Das Ziel einer Sonderschule sei es zudem nicht, die Kinder „wegzusperren“, sondern ihnen den Umgang mit ihrer Beeinträchtigung zu ermöglichen und sie lebenspraktisch zu fördern. Auch die Kinder nähmen sich selbst nicht als „ausgesondert“ wahr. Förderzentren sind darüber hinaus stets bestrebt, dem inklusiven Unterricht nicht im Weg zu stehen und Schüler für die Eingliederung in die Regelschule vorzubereiten, die das Potenzial für eine solche Ausbildung zeigen. „Es kommt dann auch vor, dass das erhoffte Verständnis der Mitschüler und Bemühungen seitens der Lehrer zu wünschen übrig lassen und die Kinder deshalb wieder zurück zur Förderschule kommen.”, erklärt Scheuermann.
Wie schaffen es die Lehrer?
Doch wirklich verwunderlich ist es nicht, dass Lehrer, die keinerlei Sonderschulausbildung haben, sich mit der Betreuung von Kindern mit Förderbedarf überlastet fühlen. Inklusions-Verfechterin Schöler sähe dieses Problem behoben, wenn alle Lehramtsanwärter – anstelle eines Unterrichtsfaches – in ihrem Studium einen sonderpädagogischen Schwerpunkt wählen könnten. Alternativ sieht sie die Möglichkeit, gleichzeitig zur Vorbereitung auf die Unterrichtstätigkeit auch die Methodik für Kinder mit Lern- und Verhaltensproblemen zu vermitteln.
In Wirklichkeit ist diese Überlegung eher unrealistisch, bedenkt man, dass ein Studium zum Umgang mit lediglich einer Art von Beeinträchtigung, beispielweise körperliche oder geistige Behinderung, zusätzlich zum allgemeinen Studium noch zwei Jahre dauert.

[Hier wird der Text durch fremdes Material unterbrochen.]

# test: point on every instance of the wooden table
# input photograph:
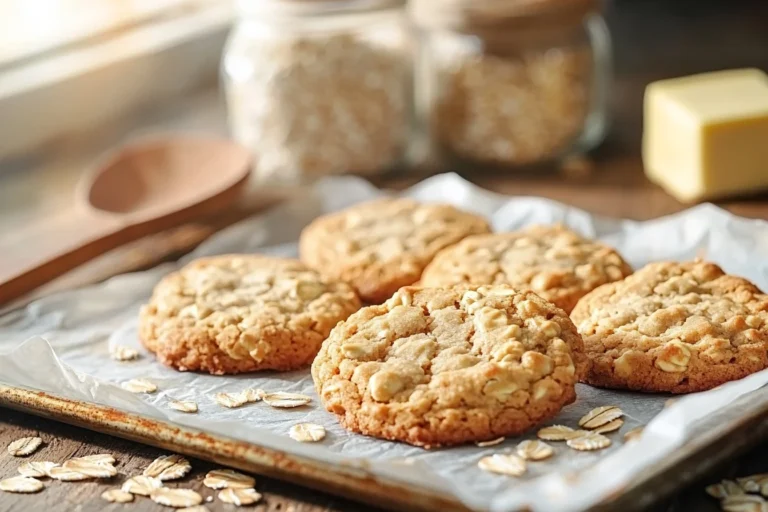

Dann ist auch fraglich, ob begleitende Fortbildungsmaßnahmen ausreichend sind, um individuellen Bedürfnissen der Schüler gerecht zu werden.
Wo das Unmögliche gelang
Dennoch gibt es Beispiele, die positiv stimmen. Als Vorzeigeschule für Inklusion gilt das Werner-von-Siemens-Gymnasium im niedersächsischen Bad Harzburg: Hier gelingt die Inklusion von drei Kindern mit Down-Syndrom und einer Schülerin mit körperlicher und geistiger Behinderung. Aber der Regelfall ist das nicht: Die inklusive Klasse lernte bereits in der Grundschule erfolgreich zusammen; Eltern und Schüler machten sich daraufhin dafür stark, dass die Klasse auch in der weiterführenden Schule zusammen bleibt. Die Umstände waren günstig, da sich auch am Gymnasium alle Lehrer bereiterklärten, diese Herausforderung – mit der Unterstützung von drei Fachleuten – anzunehmen. Im offenen Unterricht haben die behinderten Kinder die Möglichkeit, in einen angrenzenden zweiten Klassenraum zu gehen, wenn der Rest der Klasse andere Aufgaben bewältigt. So funktioniert der Schulalltag.
Doch wirklich kann man nicht von Inklusion sprechen, da es weiterhin Sonderaufgaben und unabkömmliche Zusatzbetreuung gibt. In jedem Fall sollte das Recht auf Bildung und Chancengleichheit für alle Kinder an erster Stelle stehen, allerdings scheint Inklusion dafür ein utopischer Weg zu sein. Vielleicht sollte sie sich vielmehr mit der Integration verbinden, sodass unter guten Bedingungen jedes Kind seinen Bedürfnissen gerecht lernen kann.